HISTOIRE ET THÉORIE DE LA TERRE


Vidi ego, quod fuerat quondam solidissima tellus,
Esse fretum ; vidi fractas ex aequore terras ;
Et procul a pelago conchæ jacuère marinæ,
Et vetus inventa est in montibus anchora summis ;
Quodque fuit campus, vallem decursus aquarum
Fecit, et eluvie mons est deductus in æquor.

Ovid. Metam. lib. 15.



Il n’est ici question ni de la figure[1] de la terre ni de son mouvement ni des rapports qu’elle peut avoir à l’extérieur avec les autres parties de l’univers ; c’est sa constitution intérieure, sa forme et sa matière que nous nous proposons d’examiner. L’histoire générale de la terre doit précéder l’histoire particulière de ses productions, et les détails des faits singuliers de la vie et des mœurs des animaux ou de la culture et de la végétation des plantes appartiennent peut-être moins à l’histoire naturelle que les résultats généraux des observations qu’on a faites sur les différentes matières qui composent le globe terrestre, sur les éminences, les profondeurs et les inégalités de sa forme, sur le mouvement des mers, sur la direction des montagnes, sur la position des carrières, sur la rapidité et les effets des courants de la mer, etc. Ceci est la nature en grand, et ce sont là ses principales opérations, elles influent sur toutes les autres, et la théorie de ces effets est une première science de laquelle dépend l’intelligence des phénomènes particuliers, aussi bien que la connaissance exacte des substances terrestres ; et quand même on voudrait donner à cette partie des sciences naturelles le nom de physique, toute physique où l’on n’admet point de systèmes n’est-elle pas l’histoire de la nature ?

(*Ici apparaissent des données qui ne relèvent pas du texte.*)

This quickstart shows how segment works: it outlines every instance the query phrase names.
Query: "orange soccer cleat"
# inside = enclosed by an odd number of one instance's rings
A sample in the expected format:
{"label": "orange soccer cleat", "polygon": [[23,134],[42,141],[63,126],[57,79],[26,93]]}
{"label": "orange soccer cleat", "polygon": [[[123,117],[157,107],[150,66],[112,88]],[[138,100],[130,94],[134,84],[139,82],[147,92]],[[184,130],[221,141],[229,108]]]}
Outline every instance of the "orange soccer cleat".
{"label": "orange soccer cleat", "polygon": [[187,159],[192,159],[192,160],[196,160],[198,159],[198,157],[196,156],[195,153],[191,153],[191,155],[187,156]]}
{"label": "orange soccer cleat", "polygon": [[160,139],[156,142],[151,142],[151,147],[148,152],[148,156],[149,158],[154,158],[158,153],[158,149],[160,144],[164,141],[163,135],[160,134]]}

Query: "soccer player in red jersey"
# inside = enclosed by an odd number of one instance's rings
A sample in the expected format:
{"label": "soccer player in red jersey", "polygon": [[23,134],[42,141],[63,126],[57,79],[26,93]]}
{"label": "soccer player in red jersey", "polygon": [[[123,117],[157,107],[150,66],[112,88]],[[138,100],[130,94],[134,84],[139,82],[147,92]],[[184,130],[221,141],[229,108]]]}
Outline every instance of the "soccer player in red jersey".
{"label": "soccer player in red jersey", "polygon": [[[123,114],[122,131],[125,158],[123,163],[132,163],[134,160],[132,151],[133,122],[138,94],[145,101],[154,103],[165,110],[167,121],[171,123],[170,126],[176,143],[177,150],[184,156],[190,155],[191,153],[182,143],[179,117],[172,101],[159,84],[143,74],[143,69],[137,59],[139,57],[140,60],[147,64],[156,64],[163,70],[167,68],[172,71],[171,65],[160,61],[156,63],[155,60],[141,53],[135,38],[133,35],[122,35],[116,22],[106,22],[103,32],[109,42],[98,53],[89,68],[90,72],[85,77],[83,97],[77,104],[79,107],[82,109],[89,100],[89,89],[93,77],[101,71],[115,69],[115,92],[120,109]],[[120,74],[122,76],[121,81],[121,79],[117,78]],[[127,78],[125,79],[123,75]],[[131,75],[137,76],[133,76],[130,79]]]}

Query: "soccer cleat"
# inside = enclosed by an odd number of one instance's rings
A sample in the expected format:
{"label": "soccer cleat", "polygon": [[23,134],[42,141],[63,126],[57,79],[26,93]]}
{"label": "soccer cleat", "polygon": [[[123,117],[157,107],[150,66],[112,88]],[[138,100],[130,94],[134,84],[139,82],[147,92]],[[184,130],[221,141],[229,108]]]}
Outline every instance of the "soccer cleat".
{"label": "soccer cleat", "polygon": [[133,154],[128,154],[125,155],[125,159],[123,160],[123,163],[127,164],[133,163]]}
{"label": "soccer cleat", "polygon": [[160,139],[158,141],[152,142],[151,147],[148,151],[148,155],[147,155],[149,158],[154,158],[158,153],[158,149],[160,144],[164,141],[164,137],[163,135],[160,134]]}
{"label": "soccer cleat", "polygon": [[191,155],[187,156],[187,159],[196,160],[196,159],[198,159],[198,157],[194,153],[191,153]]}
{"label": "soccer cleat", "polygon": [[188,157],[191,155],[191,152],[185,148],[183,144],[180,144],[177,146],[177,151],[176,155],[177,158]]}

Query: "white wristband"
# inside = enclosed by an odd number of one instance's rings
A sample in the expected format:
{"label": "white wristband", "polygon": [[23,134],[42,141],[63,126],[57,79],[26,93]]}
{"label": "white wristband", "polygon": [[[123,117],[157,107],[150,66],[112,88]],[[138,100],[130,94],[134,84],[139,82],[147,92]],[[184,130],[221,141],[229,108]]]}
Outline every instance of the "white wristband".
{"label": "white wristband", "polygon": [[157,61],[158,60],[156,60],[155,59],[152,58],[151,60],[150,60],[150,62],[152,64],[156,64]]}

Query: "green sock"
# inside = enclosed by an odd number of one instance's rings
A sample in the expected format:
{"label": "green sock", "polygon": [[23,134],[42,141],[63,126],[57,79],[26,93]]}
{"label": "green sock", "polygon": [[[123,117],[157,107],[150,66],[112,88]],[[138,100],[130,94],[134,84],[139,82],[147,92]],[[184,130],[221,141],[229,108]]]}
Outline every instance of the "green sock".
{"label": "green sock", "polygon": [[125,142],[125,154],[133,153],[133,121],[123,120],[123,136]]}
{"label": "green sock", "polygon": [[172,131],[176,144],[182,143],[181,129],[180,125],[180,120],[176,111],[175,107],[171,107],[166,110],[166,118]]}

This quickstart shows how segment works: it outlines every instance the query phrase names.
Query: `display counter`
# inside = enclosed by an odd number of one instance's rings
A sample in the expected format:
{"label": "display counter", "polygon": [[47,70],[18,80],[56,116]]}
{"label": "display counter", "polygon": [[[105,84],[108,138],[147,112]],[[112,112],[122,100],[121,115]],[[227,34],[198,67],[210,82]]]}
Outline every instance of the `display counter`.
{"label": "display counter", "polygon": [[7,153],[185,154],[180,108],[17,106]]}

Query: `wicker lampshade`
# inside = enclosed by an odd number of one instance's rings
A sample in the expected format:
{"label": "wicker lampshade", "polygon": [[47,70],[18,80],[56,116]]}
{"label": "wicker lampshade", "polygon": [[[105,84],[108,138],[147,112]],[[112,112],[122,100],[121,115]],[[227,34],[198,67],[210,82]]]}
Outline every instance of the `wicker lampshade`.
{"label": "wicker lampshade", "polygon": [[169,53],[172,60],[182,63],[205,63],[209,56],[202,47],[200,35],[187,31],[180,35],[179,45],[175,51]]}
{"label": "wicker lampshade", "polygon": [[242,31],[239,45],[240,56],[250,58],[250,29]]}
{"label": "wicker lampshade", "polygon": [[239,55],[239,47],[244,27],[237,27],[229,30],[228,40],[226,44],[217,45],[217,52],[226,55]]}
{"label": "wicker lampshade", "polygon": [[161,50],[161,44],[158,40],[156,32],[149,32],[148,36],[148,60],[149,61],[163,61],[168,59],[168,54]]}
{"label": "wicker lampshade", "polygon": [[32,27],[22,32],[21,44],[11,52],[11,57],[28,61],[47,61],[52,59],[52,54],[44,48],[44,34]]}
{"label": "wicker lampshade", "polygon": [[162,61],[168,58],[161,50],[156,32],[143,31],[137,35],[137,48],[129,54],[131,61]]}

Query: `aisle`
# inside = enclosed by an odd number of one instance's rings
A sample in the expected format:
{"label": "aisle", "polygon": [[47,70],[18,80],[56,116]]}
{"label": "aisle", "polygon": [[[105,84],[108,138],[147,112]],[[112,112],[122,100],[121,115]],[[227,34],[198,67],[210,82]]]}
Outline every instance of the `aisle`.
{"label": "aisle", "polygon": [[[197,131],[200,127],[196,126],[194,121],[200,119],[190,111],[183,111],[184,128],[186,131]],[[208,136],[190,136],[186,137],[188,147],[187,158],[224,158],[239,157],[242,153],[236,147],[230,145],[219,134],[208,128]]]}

Dans des sujets d’une vaste étendue dont les rapports sont difficiles à rapprocher, où les faits sont inconnus en partie, et pour le reste incertains, il est plus aisé d’imaginer un système que de donner une théorie ; aussi la théorie de la terre n’a-t-elle jamais été traitée que d’une manière vague et hypothétique. Je ne parlerai donc que légèrement des idées singulières de quelques auteurs qui ont écrit sur cette matière.

  1. Voyez ci-après les Preuves de la Théorie de la terre, art. ier.